October 21, 2010

  • Hard

    Looking back at my blog, I haven't posted nearly as many times in this relationship as I have in relationships past.  Kaylin pointed that out to me not too long ago, and it's true.  To be honest, I'm really not sure why that is.  Maybe because in the past, my friendship with Kaylin has revolved around our blogs, so now that we are together and living in the same city, I don't feel the need to update as much.  Maybe adjusting to a new environment has just left me indifferent to regularly blogging.  More honestly, maybe it's because I've felt some apprehension about blogging given how rocky [Kaylin and my] relationship has been.  [Not sure if that was correct grammar/syntax at all].  Our friendship and our dating relationship has never been front page news.  My friendship with Kaylin was pretty low key.  Even when we started video chatting, I never shared just a whole lot about our friendship with my friends.  We had only been dating offficially for 2.5 months before I left all my friends and moved here.  Not that many people back home read this blog, but I wanted to put the best foot forward when it came to blogging about our relationship. 

    But, as with most things, I want to face that apprehension head on, so here am I.  I'm not perfect.  My relationship isn't perfect.  The way I communicate isn't perfect, and I need God's help.

    ...

    Monday night was the toughest night Kaylin and I have had to date.  We both went to a small group Bible study that night, and we went back to the house down the street that she's been staying at from time to time.  The house is closer to her work, to church, and she has friends still renting there, so it's a convenient place to go when she gets off work late or wants to hang out.  Anyway, we got to talking, the conversation went south, and through tears she said, "I don't know if I can do this any more."  [perhaps I'll add more later, abridged version for sure]

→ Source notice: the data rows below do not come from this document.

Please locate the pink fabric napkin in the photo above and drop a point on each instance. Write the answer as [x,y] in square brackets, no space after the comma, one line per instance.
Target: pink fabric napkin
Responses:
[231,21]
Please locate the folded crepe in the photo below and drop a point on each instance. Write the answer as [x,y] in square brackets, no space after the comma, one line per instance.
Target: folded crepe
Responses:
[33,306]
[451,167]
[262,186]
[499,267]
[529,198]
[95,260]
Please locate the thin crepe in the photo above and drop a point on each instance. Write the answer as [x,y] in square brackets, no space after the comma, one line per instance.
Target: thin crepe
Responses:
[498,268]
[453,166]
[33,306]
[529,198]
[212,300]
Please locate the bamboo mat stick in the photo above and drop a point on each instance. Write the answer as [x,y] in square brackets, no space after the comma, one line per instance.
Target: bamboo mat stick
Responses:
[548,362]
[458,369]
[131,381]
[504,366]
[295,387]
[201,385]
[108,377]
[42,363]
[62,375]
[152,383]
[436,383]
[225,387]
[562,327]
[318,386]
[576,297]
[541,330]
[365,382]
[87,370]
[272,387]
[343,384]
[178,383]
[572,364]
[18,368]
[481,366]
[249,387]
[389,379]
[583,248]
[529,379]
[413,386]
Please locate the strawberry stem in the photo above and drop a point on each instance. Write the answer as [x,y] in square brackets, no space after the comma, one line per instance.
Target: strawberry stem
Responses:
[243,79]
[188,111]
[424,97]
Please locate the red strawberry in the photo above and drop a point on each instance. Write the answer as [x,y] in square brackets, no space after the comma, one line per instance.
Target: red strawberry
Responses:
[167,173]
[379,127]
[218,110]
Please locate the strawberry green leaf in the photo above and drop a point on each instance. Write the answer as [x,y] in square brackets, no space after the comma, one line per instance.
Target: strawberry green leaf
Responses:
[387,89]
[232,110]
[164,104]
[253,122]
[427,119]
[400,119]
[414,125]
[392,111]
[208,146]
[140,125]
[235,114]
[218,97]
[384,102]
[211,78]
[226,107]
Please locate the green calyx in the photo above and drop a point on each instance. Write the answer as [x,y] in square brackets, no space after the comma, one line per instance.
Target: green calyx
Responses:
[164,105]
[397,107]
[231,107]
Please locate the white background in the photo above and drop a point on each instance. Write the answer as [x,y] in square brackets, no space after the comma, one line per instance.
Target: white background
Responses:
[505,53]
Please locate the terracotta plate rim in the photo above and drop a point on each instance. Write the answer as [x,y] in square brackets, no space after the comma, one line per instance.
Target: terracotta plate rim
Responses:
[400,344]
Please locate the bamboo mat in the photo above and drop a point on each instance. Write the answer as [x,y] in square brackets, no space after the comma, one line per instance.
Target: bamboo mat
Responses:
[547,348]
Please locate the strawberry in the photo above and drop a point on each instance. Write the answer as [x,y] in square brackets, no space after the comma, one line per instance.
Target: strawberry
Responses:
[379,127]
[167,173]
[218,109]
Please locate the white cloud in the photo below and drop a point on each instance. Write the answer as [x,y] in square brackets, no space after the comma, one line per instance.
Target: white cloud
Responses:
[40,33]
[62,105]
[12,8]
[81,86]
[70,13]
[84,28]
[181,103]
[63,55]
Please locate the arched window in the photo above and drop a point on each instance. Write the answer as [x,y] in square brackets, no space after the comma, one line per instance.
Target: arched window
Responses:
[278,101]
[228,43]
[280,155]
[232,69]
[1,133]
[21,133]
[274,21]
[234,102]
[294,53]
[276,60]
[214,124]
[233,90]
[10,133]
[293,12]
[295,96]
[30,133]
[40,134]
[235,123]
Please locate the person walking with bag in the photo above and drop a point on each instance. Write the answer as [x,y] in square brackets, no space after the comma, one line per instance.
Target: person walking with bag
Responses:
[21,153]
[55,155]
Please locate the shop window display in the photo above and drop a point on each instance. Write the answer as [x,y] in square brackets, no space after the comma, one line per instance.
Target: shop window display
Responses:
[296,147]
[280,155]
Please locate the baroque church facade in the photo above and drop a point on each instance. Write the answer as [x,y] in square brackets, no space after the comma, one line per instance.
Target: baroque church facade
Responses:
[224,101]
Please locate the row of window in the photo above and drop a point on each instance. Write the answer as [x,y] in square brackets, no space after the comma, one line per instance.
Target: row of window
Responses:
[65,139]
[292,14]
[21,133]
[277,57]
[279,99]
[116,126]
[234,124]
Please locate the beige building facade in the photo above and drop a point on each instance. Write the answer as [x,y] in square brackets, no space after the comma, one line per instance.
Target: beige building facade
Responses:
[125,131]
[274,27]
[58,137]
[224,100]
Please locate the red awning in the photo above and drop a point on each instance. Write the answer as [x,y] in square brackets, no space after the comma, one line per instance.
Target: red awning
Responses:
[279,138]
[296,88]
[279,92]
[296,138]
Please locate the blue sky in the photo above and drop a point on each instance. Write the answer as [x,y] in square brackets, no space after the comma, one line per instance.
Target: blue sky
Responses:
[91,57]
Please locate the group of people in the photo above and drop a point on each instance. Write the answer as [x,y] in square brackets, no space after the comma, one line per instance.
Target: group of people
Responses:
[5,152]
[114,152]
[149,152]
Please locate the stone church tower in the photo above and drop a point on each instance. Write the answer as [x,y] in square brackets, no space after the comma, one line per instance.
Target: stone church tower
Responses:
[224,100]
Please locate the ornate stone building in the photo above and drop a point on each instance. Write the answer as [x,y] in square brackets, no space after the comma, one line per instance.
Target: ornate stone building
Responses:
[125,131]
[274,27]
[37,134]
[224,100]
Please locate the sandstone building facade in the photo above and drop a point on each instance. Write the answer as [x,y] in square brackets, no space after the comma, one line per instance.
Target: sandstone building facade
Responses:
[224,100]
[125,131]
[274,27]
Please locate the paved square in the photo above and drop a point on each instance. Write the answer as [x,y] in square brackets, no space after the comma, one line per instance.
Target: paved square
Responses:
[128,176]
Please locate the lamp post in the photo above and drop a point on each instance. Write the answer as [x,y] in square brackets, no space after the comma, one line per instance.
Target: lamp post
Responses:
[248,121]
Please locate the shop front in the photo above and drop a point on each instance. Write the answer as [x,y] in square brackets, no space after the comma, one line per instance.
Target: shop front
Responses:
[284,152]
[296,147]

    Today, I met her again to just to talk about a few things, and our conversation went better.  I told her that "breaking up" was the last thing on my mind; she told me that it was a real possibility for her.  That's hard for me to hear, and a large part of me doesn't even want to think about it, but it's real.  I'm not sure exactly what to do at this point other than to keep putting God first, try to communicate and love better, and praying He would reconcile our relationship. 

    I feel like I'm fighting an uphill battle.  I've been very aware of spiritual warfare lately, though I've only fared so-so.  Not only that, but most of Kaylin's friends have asked her why we are still together or have told her to break up with me.  She told me that even the young adult minister here advised her in that direction...  I'm not even sure what to say to that.  Prayer and Hope are my biggest two friends right now, and we are getting closer and closer every day.

    ...

    I'm not trying to make any kind of case here.  I'm not here to whine or complain.  I'm just here as a lesser man telling it like it is. 

    If you're reading this, just pray for us.  I'm confident God can and will work in all of this for His glory, but I'd really, really prefer it if Kaylin and I were together bringing that glory about.